ASA 127th Meeting M.I.T. 1994 June 6-10

1pSP6. Determining concatenative units for speech synthesis.

Evelyne Tzoukermann

A.T.&T. Bell Labs., 600 Mountain Ave., Murray Hill, NJ 07974

Judith L. Klavans

Columbia University, New York, NY 10027

The purpose of this research is to determine the best method for deciding on concatenative units (diphones and other polyphones) for speech synthesis. Four different databases are used and a greedy algorithm [J. Van Santen (1991)] is applied in order to extract n-gram phonemic frequencies; this serves as a basis for comparison between dictionary-derived frequencies and corpus-derived frequencies. Two dictionaries, a large one (the Robert Encyclopedic French dictionary with 85 000 headwords) and a small one (the Collins Gem containing 15 000 words) and two phonetically transcribed corpora, a large one (the Hansard, of about 2.5 million words) and a smaller one (the Tubach and Boe of 8 000 words) were used.
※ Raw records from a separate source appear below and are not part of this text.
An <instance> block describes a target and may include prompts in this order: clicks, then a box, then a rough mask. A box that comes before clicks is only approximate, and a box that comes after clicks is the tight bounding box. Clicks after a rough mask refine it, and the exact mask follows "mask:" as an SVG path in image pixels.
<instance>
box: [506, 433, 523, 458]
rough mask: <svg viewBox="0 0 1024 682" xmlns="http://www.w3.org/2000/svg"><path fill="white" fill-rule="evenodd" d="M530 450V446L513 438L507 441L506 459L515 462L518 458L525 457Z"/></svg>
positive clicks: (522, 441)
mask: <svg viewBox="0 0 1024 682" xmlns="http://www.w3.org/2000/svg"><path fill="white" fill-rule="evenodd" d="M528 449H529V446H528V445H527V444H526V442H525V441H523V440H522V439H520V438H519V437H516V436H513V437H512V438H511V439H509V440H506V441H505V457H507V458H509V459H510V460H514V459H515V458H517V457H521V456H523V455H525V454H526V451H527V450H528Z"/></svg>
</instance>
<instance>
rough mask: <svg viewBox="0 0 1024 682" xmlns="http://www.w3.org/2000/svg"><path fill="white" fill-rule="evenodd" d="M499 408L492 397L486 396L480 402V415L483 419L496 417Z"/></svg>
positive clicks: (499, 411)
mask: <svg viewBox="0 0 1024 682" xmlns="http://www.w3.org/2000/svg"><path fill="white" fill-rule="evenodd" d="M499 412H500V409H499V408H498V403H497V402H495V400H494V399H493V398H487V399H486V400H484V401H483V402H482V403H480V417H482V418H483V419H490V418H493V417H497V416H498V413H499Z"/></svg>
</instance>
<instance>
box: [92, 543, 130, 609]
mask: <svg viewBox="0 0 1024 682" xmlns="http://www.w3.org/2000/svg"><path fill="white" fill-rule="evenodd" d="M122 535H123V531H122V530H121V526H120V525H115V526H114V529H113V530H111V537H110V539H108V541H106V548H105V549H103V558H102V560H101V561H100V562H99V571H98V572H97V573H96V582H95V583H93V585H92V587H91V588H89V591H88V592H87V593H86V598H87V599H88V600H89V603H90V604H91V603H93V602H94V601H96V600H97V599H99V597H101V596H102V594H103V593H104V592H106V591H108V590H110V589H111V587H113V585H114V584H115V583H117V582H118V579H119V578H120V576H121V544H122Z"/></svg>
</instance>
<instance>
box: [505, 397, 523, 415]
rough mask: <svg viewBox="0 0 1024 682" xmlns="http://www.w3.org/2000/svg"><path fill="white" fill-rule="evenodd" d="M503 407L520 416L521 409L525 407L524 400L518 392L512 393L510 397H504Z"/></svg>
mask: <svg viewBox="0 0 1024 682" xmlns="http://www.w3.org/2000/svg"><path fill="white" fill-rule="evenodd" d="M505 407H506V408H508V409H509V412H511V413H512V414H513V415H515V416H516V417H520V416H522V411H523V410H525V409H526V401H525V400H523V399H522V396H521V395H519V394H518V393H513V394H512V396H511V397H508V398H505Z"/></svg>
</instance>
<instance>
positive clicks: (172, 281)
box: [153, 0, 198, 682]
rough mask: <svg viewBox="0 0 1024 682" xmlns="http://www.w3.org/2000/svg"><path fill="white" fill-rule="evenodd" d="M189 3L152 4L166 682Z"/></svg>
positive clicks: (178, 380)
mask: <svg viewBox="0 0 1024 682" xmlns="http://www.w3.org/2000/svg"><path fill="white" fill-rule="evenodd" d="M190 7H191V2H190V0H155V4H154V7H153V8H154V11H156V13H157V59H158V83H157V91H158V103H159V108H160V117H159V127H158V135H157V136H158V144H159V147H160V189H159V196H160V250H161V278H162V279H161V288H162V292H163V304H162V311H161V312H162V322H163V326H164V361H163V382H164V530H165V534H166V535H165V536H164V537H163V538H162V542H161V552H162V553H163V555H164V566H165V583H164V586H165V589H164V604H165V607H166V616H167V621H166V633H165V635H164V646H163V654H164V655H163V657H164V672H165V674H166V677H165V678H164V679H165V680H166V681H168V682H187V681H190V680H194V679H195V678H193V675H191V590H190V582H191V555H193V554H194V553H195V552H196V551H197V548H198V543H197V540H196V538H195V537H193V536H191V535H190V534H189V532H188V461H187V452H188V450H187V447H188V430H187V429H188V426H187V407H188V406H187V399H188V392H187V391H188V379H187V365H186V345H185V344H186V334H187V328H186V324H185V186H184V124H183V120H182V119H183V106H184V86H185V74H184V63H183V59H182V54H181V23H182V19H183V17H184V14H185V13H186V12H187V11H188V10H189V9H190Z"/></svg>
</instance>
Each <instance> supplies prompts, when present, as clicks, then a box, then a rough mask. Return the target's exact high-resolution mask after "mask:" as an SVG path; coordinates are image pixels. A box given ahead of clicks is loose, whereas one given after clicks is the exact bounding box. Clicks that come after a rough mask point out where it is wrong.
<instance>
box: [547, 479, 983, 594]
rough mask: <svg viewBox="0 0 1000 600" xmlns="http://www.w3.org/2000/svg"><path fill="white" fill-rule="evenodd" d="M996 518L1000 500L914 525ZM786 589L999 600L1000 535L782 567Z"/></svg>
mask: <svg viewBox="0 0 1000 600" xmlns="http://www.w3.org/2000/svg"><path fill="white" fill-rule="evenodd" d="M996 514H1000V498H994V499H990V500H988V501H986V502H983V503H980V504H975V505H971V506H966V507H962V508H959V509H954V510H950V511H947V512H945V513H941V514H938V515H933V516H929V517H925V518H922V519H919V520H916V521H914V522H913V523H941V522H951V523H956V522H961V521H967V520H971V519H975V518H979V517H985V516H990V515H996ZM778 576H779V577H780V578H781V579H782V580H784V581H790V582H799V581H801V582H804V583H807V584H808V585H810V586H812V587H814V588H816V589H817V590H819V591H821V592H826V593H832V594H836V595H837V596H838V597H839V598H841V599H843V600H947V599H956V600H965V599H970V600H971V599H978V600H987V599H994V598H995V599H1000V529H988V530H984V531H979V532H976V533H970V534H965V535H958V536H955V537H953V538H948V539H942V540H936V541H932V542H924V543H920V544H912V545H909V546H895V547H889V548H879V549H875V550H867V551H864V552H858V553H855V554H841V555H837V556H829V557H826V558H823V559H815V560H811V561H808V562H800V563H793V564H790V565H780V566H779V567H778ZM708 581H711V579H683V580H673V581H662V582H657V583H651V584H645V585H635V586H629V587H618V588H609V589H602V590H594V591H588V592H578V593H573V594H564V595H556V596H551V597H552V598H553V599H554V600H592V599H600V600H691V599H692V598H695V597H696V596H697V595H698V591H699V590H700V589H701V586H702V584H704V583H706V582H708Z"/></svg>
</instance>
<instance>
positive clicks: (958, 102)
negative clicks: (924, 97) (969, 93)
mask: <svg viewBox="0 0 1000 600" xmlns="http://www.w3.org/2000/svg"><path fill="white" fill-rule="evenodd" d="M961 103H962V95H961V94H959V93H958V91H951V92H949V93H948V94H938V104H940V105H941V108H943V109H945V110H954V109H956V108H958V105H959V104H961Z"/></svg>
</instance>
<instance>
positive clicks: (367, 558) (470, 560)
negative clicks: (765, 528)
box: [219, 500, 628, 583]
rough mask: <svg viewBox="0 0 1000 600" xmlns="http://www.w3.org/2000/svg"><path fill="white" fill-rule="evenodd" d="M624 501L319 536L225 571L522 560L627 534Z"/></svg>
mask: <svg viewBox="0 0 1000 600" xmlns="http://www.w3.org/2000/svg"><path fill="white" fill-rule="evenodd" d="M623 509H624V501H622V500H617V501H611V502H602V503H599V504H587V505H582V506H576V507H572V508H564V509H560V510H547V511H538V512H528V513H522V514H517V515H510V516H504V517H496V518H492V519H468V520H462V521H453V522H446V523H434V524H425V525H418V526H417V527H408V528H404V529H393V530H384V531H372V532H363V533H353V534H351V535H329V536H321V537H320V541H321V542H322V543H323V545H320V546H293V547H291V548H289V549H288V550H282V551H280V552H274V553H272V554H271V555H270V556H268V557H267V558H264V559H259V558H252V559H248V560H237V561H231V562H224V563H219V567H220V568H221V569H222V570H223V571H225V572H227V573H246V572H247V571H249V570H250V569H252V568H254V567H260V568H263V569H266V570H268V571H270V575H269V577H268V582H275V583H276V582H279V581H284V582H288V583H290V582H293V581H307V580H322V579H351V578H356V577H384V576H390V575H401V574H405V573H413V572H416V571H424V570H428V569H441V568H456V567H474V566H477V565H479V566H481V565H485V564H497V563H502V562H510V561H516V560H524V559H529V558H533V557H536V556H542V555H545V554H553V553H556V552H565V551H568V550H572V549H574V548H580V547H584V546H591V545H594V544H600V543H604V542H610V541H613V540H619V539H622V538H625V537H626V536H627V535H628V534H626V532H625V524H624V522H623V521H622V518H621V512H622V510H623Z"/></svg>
The hypothesis was that a dictionary could provide essential concatenative unit data without recourse to corpora. Nevertheless, results showed that for interword phenomena, the hypothesis was correct, whereas for intraword effects, such as liaison and assimilation, the dictionary field information falls short. This research presents two interesting aspects: on the practical side, a speech synthesis system for French [E. Tzoukermann (1993)] is being built at AT&T Bell Laboratories and the output of this research will determine the most frequent concatenative units for putting into the working system. On the theoretical side, the goal is to explore the question of what constitutes adequate data for inducing concatenative units.